鸡爪抓: “对敏感的指控是他们设置的自证陷阱” The accusation of being ‘too sensitive’ is a man-made construct of self-justification
1. 您最初是如何接触到女性主义的?是否有某个契机让您开始意识到“性别”在生活中的分量?
大概是2019年左右,互联网上掀起了”穿衣自由”“body shame”的讨论。坦白说,在此之前,我深受社会、家庭等对女性容貌、身材标准的规训,所以这个话题对当时的我来说,大概是第一次有了“主体性”的视角,当然主体性的建立不是一蹴而就的,但至少开始萌芽了。“客体”到“主体”的转变会塑造完全不一样的自我认同和认知世界的角度,后面的事情就顺理成章了,我越来越关注性别议题,慢慢意识到“不对劲”,但此时我还完全不算一位“女权主义者”(自我认同下),因为还没有建立系统的性别视角。

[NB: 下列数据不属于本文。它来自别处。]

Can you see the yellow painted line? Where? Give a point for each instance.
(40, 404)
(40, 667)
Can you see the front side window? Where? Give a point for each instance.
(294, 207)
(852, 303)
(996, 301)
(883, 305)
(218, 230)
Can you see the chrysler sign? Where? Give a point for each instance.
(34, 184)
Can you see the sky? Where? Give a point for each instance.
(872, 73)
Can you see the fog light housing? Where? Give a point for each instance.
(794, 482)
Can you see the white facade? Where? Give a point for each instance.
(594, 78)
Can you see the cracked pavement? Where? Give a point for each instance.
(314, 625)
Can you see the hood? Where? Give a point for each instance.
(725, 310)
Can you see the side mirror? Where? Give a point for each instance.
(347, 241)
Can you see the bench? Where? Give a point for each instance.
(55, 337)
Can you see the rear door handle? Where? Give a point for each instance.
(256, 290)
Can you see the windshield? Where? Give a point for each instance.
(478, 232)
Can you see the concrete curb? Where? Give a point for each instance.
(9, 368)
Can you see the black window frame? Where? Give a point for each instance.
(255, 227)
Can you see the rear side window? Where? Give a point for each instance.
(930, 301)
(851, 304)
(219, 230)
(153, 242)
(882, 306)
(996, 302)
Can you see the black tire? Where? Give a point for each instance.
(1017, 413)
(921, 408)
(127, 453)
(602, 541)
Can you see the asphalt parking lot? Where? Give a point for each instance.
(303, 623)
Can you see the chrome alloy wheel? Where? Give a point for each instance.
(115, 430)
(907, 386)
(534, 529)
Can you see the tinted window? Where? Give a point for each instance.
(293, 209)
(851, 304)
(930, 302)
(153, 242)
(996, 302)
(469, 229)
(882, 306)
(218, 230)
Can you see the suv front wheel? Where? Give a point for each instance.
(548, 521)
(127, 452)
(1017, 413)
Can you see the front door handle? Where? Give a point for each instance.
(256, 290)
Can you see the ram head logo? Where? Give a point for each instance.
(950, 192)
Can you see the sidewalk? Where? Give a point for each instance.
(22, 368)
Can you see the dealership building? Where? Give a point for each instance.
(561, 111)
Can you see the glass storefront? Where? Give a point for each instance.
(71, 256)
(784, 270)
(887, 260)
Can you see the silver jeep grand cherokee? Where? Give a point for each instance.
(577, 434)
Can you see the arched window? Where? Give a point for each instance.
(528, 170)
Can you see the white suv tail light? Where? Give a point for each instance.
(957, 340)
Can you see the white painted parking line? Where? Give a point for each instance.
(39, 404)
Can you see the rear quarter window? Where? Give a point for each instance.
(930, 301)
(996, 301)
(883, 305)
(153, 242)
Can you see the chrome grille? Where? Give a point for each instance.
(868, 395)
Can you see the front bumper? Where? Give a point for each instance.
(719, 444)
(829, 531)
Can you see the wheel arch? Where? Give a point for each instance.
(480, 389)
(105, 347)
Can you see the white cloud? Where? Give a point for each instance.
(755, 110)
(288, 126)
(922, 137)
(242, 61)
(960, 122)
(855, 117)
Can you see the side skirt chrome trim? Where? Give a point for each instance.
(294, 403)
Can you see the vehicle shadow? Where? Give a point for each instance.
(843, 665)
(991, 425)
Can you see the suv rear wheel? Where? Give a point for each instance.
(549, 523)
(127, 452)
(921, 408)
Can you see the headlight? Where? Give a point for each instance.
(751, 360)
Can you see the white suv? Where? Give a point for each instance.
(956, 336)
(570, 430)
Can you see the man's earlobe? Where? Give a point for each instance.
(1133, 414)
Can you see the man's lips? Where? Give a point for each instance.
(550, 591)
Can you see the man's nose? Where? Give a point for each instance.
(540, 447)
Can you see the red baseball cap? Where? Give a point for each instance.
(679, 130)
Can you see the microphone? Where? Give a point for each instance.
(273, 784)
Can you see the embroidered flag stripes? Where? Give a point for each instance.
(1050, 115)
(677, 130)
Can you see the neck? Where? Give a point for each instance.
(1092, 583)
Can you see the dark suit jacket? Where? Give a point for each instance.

2022年我开始阅读一些性别书籍,比如《厌女》《乐园之丘》《女孩们的地下战争》,以及听播客《海马星球》,同年唐山打人案件的发生点燃了我的怒火,我觉得我需要做些什么,就开始做播客,确认了自己是女权主义者。
2. 在您看来,现代中国女性主义最核心、最迫切需要回应的问题是什么?
这个问题太大了。我始终不觉得女性主义有“最核心的问题“,我觉得每个问题都很重要,解决单个问题并不能改善女性处境,女权运动不能只是点状的。
3. 您在内容创作中常常强调的理念或价值观有哪些?它们如何影响您的叙事方式与表达风格?
没有特别强调的,想到啥说啥;
叙述方式和表达风格更取决于创作者个人性格和擅长什么吧,比如圈有光主业是编导,她就很擅长写剧本和用演绎来表达;我发现我目前不太擅长写剧本,所以我和她的表达方式会不同。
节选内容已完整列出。